Dosimetry during PRRT was performed according to procedures developed at our center and have been shown to be reliable for normal organ dosimetry [4]. Up to three of the largest tumors with the highest 177Lu-DOTATATE uptake on SPECT per patient were included for dosimetry. The precision in these tumor measurements, performed with a technique primarily developed for normal tissues, with homogenous distribution, may not have been as high as desirable for the present assessment. Although homogeneous tumor areas were chosen for tTSSTR analysis, minor irregularities in the tumor uptake may have influenced the study results. Further, the influence of the partial volume effects is yet a factor of concern. Probably, this predominately affected the group of patients for whom low cut-off, rather than high cut-off SUV VOIs, were applied in the SPECT examinations for tumor delineation. Visually, it was however clear that many small tumors were excluded from the tumor VOIs when the SUV cut-off step was applied. There were wide variations in tumor load and SSTR expression between our P-NET and SI-NET patients, and also within each tumor group. Thus, in order for the semiautomated soft-ware delineation (tumor VOIs) to correspond to the morphological tumor burden on CT, the tTSSTRE calculations required the use of two different SUV cut-off thresholds, in P-NET and SI-NET-patients, with large tumor load, but similar cut-off was feasible for all patients with a low tumor burden. This was not unexpected, considering our previous findings of different absorbed doses to tumor in P-NETs and SI-NETs [32]. Thus, the fact that it was not possible to apply one SUV cut-off threshold for all patients, may accordingly have introduced a bias in the tTSSTRE data.
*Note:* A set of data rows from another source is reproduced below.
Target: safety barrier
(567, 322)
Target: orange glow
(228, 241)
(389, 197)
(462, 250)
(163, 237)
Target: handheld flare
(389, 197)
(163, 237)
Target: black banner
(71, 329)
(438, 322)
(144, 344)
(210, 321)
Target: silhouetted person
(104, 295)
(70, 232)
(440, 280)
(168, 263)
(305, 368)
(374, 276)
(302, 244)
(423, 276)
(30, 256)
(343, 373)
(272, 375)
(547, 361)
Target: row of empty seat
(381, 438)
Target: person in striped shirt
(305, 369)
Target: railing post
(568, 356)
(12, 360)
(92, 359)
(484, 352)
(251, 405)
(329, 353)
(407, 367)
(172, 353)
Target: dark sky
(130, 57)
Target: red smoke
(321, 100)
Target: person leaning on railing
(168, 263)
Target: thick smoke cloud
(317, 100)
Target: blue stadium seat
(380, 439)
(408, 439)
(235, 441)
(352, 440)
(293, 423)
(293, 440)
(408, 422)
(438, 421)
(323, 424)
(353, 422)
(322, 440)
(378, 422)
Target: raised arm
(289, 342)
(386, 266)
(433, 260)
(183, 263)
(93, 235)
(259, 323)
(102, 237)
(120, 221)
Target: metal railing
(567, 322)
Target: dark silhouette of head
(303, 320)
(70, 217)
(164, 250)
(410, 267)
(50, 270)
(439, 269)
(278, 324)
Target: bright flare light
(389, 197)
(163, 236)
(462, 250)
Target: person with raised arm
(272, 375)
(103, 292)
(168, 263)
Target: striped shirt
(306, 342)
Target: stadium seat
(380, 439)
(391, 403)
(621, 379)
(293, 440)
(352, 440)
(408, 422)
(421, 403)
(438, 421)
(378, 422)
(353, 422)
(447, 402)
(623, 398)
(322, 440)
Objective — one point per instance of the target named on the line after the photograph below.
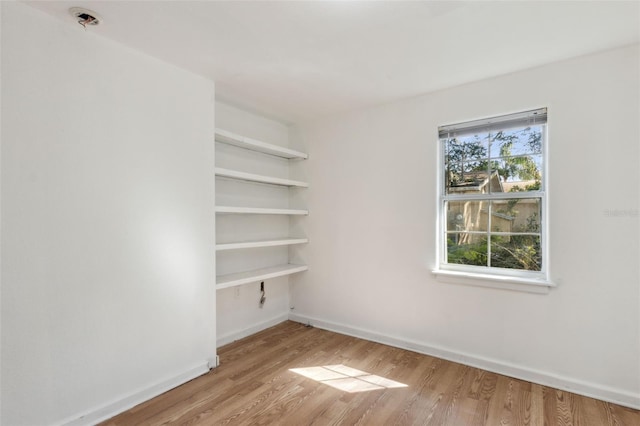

To achieve the tTSSTR, we applied 42% iso-contour VOIs, originally adapted to delineate tumors on FDG-PET to accomplish a VOI size that fits the tumor size on CT. There is thus no support that the 42% iso-contour tumor VOIs are optimal in the present setting of 177Lu-DOTATATE-SPECT and other iso-contour percentages may be more appropriate. In the present evaluation, the tumor VOIs on SPECT fairly well-corresponded to tumor size on CT, and 42% iso-contour VOIs were therefore applied as a starting point for our assessment.

To our knowledge, this is the first study to examine the potential influence of the amount of administered peptide in the 177Lu-DOTATATE preparation, on the absorbed dose in the tumors, and also taking the patient’s tTSSTRE into account. Limitations of this study, including 40% (203/510) of our P-NET and SI-NET patients, are its retrospective design over a decade with use of different SPECT/CT gamma cameras, the non-standardized SUV cut-off applied for tumor delineation on the SPECT/CT examinations, assessment of tTSSTRE at 24 h rather than during the tumor uptake peak at 3–4 h, and that the dosimetry technique developed for normal organ dosimetry was applied to also calculate the absorbed dose in the tumors [29].

In conclusion, the amount of administered peptide in the 177Lu-DOTATATE preparation did not correlate to the absorbed dose in the tumors and normal organs and was unrelated to the patients’ total tumor somatostatin receptor expression (tTSSTRE). Given the sparse evidence in the literature of the impact of the administered peptide mass at PRRT in well-differentiated NETs, our findings warrant further investigation.